De rechtbank is voorts van oordeel dat van het medisch en arbeidskundig onderzoek dat aan het bestreden besluit ten grondslag ligt, niet is gebleken dat dit niet aan de daaraan te stellen eisen van zorgvuldigheid voldoet. De verzekeringsarts heeft zijn oordeel destijds gebaseerd op een gesprek met eiseres en een lichamelijk onderzoek en heeft in de beoordeling bevindingen uit voorgaande onderzoeken betrokken. Nadien heeft nog nader overleg met de arbeidsdeskundige plaatsgevonden. Niet blijkt dat eiseres ten tijde van het onderzoek heeft gewezen op medische behandelingen die zij onderging of dat zij de verzekeringsarts heeft verzocht inlichtingen bij behandelend artsen in te winnen dan wel dat zij dusdanige klachten heeft geuit dat deze voor de verzekeringsarts aanleiding hadden moeten zijn daartoe het initiatief te nemen. Gelet op de in beroep naar voren gekomen informatie van de behandelend artsen kan evenmin achteraf geoordeeld worden dat verweerder niet tot een voldoende gemotiveerd oordeel kon komen zonder over inlichtingen van behandelend artsen te beschikken. Tot slot is de rechtbank niet gebleken dat de door eiseres vervulde functie niet in overeenstemming zou zijn met haar beperkingen zoals door de verzekeringsarts aangenomen.
Het hiervoor overwogene leidt tot de conclusie dat verweerder terecht en op goede gronden heeft besloten dat eiseres per 10 september 1996 in staat was haar werkzaamheden als senior scientist gedurende een volle werkweek te verrichten en dat zij om die reden geen recht meer had op een AAW/WAO-uitkering. De door eiseres aangevoerde bezwaren kunnen derhalve niet leiden tot vernietiging van het bestreden besluit.
Aangezien ook overigens niet is gebleken dat het bestreden besluit niet in stand kan worden gelaten, komt het beroep voor ongegrondverklaring in aanmerking. Onder deze omstandigheden ziet de rechtbank geen aanleiding om verweerder in de proceskosten te veroordelen.

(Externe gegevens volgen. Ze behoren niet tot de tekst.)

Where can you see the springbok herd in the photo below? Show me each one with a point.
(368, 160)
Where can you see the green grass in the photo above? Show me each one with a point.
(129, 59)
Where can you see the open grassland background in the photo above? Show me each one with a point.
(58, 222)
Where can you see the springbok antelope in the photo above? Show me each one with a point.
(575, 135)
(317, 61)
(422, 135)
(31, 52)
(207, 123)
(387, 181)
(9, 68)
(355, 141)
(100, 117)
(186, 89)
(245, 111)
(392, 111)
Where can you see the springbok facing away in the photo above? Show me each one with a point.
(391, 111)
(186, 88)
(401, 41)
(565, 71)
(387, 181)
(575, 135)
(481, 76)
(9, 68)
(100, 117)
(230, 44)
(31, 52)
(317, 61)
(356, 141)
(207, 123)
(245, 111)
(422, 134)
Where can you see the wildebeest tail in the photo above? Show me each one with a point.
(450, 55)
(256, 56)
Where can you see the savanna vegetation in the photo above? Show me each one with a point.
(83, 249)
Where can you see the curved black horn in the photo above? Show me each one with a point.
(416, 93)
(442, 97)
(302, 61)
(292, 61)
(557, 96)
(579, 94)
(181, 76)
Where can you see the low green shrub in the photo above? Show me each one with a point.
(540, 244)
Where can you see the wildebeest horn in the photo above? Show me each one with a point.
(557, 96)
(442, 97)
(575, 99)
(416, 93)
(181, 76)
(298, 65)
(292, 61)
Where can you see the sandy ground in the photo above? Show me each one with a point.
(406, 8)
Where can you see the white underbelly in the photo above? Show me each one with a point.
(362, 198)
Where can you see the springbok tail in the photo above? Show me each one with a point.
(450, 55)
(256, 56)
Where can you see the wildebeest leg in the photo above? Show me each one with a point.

De arrondissementsrechtbank te Utrecht,
verklaart het beroep ongegrond.
Aldus vastgesteld door mr M.C.M. van Laar, lid van de enkelvoudige kamer, en in het openbaar uitgesproken op 23 maart 1999.
De griffier: Het lid van de
enkelvoudige kamer:
R. Demilt. mr M.C.M. van Laar.
Tegen deze uitspraak staat, binnen zes weken na de dag van bekendmaking hiervan, voor belanghebbenden hoger beroep open bij de Centrale Raad van Beroep, Postbus 16002, 3500 DA Utrecht.